Flicking between notepad and a command prompt, Fred begins to explore the source and notices that there are in fact several projects in the folder he has been given. Unsure which is in scope, he asks to speak to a developer. He is given a 30-minute time slot the next day. He also notices that as well as .java files, there are also a series of Objective C files. Clearly this is a web service that is accessed by an iPhone application. Whilst looking at the assembled colons and pointers, Fred shudders. Fred is primarily a Java programmer, and the thought of memory management triggers a twitch in his left eyebrow. At lunchtime, he buys an iOS development manual.

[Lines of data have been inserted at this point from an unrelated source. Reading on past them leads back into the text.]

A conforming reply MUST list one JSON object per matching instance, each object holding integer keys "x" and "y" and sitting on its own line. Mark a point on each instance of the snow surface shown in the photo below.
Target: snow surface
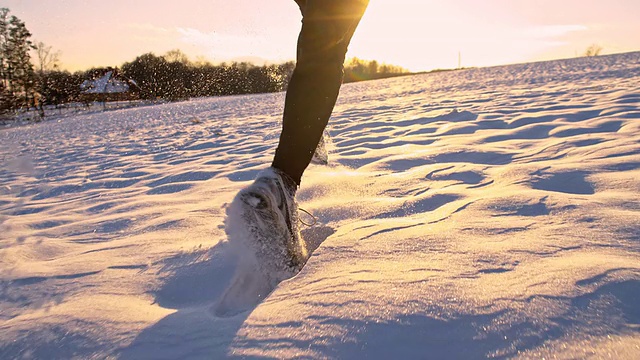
{"x": 481, "y": 213}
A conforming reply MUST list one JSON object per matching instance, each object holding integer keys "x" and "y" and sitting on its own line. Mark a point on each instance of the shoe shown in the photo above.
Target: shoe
{"x": 263, "y": 218}
{"x": 262, "y": 228}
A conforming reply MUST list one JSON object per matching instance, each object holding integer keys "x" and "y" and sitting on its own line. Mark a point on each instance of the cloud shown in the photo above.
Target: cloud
{"x": 223, "y": 47}
{"x": 552, "y": 31}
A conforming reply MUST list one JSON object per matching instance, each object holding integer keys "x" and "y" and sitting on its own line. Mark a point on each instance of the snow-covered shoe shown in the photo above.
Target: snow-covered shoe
{"x": 262, "y": 227}
{"x": 321, "y": 155}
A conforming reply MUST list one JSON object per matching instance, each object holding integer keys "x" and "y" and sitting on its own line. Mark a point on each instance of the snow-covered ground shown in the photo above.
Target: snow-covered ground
{"x": 481, "y": 213}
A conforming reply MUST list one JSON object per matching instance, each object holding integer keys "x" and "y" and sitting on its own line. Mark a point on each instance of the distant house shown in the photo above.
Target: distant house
{"x": 111, "y": 86}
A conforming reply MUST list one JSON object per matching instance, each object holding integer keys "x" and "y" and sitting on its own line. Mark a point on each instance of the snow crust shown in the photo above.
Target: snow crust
{"x": 482, "y": 213}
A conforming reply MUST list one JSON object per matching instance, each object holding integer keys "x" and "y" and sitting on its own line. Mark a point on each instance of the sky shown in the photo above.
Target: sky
{"x": 419, "y": 35}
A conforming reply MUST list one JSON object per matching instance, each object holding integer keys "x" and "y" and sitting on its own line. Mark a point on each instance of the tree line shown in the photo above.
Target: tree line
{"x": 171, "y": 76}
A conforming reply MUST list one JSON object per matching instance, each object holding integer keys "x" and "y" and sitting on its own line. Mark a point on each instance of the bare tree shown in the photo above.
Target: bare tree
{"x": 47, "y": 59}
{"x": 176, "y": 55}
{"x": 593, "y": 50}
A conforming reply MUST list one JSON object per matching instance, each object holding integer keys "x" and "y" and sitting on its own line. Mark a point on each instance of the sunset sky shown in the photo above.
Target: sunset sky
{"x": 416, "y": 34}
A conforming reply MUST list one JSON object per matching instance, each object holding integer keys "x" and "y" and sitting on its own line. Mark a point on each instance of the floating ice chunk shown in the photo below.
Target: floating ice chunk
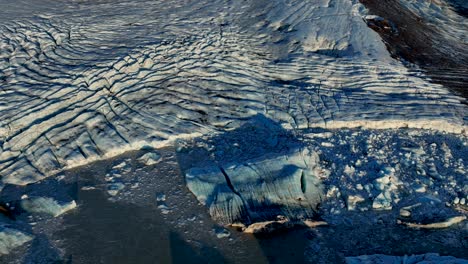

The next day Fred arrives for day 2 of this 3-day job, and finally meets the lead developer responsible for the code he is reviewing. They sit together, and Fred switches on the laptop. Clicking through the folders, the development lead laughs. This is not the right branch! No wonder you were confused! An hour later Fred sits with a completely different set of files to review. They appear identical, but Fred is experienced enough to know that all of the previous day’s work is wasted, and he will need to re-review each finding already documented, before beginning again the intricate task of tracing the program logic and data paths to find security flaws.
A week later, the PDF report is delivered to the development team. Fred’s findings have been written up and his recommendations meticulously documented. There were a few missing files, and this was a ‘time limited’ test (duly noted in caveats at the end of the report), but the review finds some interesting weaknesses for the development team to consider. They open their IDEs and navigate to the corresponding page and source code line described in the report. The code is completely different. Clearly, this project had not been finished when the review was performed. They try to call Fred, but he is already on another job. The developers put the report aside and move on to their next task. A month later the report is shredded and composted. At least the tomatoes will find it useful.
Poring through lines of code for vulnerabilities like Fred can seem Flintstonian indeed. Today automated Static testing tools (SAST) can be trusted to detect most common weaknesses like SQL Injection and XSS without the need to fluster poor Fred. Like secure code reviews, they are White Box tests, meaning they can find flaws that are difficult or impossible to detect from the outside. They can be initiated directly by developers from their IDE when they are ready. They know all supported technologies equally, they don’t get tired, and results are consistent. Retesting is as simple as clicking a button.
Next time a secure code review is under consideration, please think of Fred. Perhaps it is more valuable to statically scan the application throughout the SDLC, leaving Fred free to focus on the equally important yet often missed tasks of secure development training, designing secure software, performing secure architecture reviews and penetration testing.